Às vésperas do Natal e do Réveillon, período em que a necessidade de estoque de sangue é maior, o número de doadores diminui no Norte de Minas. O volume de material disponível chega a cair até 55%, revela Rosana Silva, responsável pela captação de doadores do Hemocentro Regional de Montes Claros.

A unidade atende uma população de 2 milhões de habitantes, fornecendo sangue para 38 hospitais de 26 municípios da região.

“A situação é preocupante, porque nesse período o número de acidentes costuma ampliar bastante”, ressalta Rosana, lembrando que o estoque atende pacientes hematológicos, que recebem transfusões com regularidade.

Nesta semana que antecede o Natal, a situação do estoque é crítica. “Estamos com muitos pacientes O e O negativo em diversos hospitais aguardando. Ontem (terça-feira), tínhamos apenas uma bolsa de sangue O negativo no Hemocentro, mas o ideal é que tivéssemos 33 bolsas na reserva para atender os hospitais”, afirma Rosana.

Ela acrescenta que o tipo O positivo está igualmente preocupante. “Tínhamos quatro cirurgias só no Hospital Regional de Janaúba, que praticamente consumiram o restante do nosso estoque”, lamenta.

A maior demanda de sangue na atualidade é de quatro municípios: Janaúba, Bocaiuva, Pirapora e, sobretudo, Montes Claros.
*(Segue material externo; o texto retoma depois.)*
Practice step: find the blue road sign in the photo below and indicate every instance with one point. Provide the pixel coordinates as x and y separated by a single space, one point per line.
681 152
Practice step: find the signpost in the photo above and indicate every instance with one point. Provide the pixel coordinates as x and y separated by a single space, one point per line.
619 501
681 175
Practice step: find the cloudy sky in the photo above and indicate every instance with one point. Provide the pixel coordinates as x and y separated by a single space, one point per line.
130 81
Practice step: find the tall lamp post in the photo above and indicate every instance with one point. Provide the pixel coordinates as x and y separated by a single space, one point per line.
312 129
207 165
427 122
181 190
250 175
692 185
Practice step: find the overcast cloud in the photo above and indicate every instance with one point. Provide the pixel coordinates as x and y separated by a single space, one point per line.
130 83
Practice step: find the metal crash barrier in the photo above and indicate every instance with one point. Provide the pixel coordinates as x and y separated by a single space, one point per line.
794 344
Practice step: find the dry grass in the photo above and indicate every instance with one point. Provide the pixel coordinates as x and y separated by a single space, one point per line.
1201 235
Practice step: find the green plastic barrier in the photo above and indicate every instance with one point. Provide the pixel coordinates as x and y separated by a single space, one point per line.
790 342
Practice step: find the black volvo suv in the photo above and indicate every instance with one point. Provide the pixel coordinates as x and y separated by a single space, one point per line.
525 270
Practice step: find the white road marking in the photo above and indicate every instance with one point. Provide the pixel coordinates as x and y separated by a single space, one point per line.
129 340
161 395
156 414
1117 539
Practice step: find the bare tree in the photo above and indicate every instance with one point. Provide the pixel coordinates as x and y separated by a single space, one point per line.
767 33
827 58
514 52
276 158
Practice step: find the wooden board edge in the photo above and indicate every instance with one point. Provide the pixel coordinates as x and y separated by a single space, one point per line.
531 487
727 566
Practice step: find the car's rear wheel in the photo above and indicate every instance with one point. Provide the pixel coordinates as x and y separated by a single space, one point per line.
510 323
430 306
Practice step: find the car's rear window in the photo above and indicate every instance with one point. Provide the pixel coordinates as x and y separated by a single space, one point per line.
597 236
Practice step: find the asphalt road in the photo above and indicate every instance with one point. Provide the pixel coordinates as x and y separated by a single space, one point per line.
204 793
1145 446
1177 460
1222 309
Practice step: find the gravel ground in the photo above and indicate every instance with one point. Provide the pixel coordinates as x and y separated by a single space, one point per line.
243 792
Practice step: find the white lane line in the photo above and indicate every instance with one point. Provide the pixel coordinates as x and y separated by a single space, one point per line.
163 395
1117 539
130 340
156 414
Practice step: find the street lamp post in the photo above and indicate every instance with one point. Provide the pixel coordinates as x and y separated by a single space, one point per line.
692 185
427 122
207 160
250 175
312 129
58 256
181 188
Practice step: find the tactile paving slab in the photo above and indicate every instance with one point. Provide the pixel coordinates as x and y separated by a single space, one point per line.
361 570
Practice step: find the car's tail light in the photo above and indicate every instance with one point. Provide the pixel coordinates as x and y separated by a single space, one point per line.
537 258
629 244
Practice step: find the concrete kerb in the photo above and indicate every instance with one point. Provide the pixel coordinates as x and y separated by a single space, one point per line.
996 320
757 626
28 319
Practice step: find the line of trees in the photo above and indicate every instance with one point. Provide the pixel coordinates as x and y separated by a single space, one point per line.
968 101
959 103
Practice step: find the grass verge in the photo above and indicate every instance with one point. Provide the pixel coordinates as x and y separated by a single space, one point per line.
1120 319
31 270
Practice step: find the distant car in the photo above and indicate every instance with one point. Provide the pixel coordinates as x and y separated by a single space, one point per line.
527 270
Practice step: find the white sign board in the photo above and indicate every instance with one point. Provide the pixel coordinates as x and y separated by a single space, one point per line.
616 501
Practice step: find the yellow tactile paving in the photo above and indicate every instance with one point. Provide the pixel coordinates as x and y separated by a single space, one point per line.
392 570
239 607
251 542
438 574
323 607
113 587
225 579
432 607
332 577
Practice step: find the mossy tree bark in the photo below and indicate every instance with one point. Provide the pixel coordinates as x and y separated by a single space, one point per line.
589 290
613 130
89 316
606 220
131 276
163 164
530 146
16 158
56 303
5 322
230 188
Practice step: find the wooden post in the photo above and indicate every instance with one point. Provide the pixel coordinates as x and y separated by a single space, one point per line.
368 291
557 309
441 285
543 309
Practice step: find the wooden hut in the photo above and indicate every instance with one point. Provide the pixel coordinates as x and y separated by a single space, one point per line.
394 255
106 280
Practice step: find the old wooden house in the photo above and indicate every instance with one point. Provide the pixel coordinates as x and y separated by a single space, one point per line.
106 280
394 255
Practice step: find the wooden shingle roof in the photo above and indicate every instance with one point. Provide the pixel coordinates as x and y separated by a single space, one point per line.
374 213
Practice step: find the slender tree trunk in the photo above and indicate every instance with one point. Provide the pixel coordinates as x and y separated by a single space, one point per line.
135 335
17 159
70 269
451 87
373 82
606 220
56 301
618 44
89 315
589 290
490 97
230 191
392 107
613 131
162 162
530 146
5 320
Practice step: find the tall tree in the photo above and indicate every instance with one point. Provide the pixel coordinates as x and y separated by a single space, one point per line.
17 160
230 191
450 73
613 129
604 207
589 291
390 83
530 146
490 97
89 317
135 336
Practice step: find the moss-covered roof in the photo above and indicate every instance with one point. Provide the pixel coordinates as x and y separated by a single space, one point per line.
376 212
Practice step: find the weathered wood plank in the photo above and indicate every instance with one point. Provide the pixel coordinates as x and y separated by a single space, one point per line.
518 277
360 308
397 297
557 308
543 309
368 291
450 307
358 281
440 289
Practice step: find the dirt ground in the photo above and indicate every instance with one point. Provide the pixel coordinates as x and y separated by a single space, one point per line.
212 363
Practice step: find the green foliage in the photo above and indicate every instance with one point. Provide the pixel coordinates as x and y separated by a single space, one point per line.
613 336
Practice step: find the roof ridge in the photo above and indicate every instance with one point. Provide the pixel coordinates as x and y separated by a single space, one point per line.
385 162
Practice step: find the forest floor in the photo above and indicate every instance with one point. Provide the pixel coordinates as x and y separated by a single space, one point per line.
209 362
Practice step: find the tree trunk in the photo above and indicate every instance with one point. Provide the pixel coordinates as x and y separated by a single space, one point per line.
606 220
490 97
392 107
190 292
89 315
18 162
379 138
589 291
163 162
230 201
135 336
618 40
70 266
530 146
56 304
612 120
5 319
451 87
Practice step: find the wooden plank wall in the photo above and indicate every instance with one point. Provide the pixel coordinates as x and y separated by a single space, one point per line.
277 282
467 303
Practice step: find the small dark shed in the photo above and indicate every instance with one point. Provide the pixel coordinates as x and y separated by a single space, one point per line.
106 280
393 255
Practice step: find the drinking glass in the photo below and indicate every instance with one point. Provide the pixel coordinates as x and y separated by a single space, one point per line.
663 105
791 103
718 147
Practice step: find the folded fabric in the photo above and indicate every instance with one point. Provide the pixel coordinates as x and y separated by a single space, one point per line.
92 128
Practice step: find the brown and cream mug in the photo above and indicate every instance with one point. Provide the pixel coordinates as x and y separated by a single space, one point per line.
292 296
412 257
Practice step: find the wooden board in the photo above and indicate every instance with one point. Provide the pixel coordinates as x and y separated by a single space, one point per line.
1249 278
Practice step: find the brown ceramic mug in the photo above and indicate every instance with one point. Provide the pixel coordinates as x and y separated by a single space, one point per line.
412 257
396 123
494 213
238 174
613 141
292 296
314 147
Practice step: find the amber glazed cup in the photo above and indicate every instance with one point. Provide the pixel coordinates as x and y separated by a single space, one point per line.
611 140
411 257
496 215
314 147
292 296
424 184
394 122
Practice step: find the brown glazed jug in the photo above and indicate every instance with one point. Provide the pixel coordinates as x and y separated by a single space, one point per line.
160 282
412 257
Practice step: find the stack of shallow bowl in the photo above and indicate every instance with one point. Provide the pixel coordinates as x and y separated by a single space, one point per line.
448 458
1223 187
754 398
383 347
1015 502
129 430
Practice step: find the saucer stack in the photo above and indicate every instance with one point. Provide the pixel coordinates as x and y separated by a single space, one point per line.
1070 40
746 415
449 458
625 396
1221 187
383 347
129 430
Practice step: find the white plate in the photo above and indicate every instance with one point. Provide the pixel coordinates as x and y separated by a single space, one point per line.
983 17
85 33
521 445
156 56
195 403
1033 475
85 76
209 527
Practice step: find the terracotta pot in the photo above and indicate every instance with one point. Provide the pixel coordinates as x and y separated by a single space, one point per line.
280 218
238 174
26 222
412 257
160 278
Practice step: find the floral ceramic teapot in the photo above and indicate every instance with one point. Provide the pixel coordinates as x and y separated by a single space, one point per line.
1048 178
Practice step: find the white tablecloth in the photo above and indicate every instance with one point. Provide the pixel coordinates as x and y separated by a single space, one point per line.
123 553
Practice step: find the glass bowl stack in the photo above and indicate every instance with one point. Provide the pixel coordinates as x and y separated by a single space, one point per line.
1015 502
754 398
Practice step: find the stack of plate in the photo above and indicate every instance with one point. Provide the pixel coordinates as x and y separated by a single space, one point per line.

Para tentar recompor o estoque, o Hemocentro Regional está convidando os doadores para uma coleta extra no próximo sábado (21).

“Não abriremos no dia 24, nem dia 31 e 1º de janeiro, porque não aparecem doadores. Funcionaremos normalmente nos demais dias, de 7h às 17h”, explica Rosana.

A farmacêutica Ana Paula Dias Ribeiro, de Montes Claros, atendeu ao chamado do Hemocentro. “Meu sangue é O positivo e eu já havia feito doação. Como eles tinham meu cadastro, aceitei prontamente”, disse. “A doação não tem que ocorrer apenas no Natal, quando a demanda aumenta, mas no ano inteiro. Por isso me esforço para doar sangue várias vezes ao ano”, afirma Ana Paula.

Doador norte-mineiro é um em um milhão
O auxiliar de laboratório Eurico Prates de Souza, de 34 anos, casado, pai de dois filhos e à espera do terceiro, guarda uma preciosidade. O sangue dele apresenta alta compatibilidade para transplantes de medula e o norte-mineiro será inserido no Bano Internacional de Doadores de Medula Óssea.

“Eurico é um em um milhão, muito raro e não tem a ver com o grupo sanguíneo propriamente dito, é genética. O mapeamento genético dele foi comparado diariamente ao longo de muitos anos com aqueles que necessitam no mundo inteiro de medula óssea”, explica Rosana Silva, do Hemocentro Regional de Montes Claros.

Ontem o morador de Montalvânia viajou 345 km até Montes Claros para fazer a coleta definitiva para preencher os protocolos confirmatórios de Cadastro Internacional de Medula Óssea, no Brasil sob a responsabilidade do Instituto Nacional do Câncer (Inca).

Os testes são realizados há oito anos e, agora, com a confirmação da alta compatibilidade, Eurico pode salvar vida em alguma parte do planeta. “O que me deixa mais feliz é que alguém vai resolver um problema de saúde. Há mais prazer em dar do que receber”, destacou Eurico.

“Não sabemos ainda para qual país a medula e o sangue do Eurico serão destinados. A partir de agora, quem vai chamá-lo é o Ministério da Saúde”, explicou Rosana.

O Inca estima que o Brasil tenha, em média, 850 pessoas em busca de um doador não aparentado compatível para o transplante de medula óssea. O país possui um dos maiores bancos de dados de doares do mundo, com quase 5 milhões de pessoas cadastradas.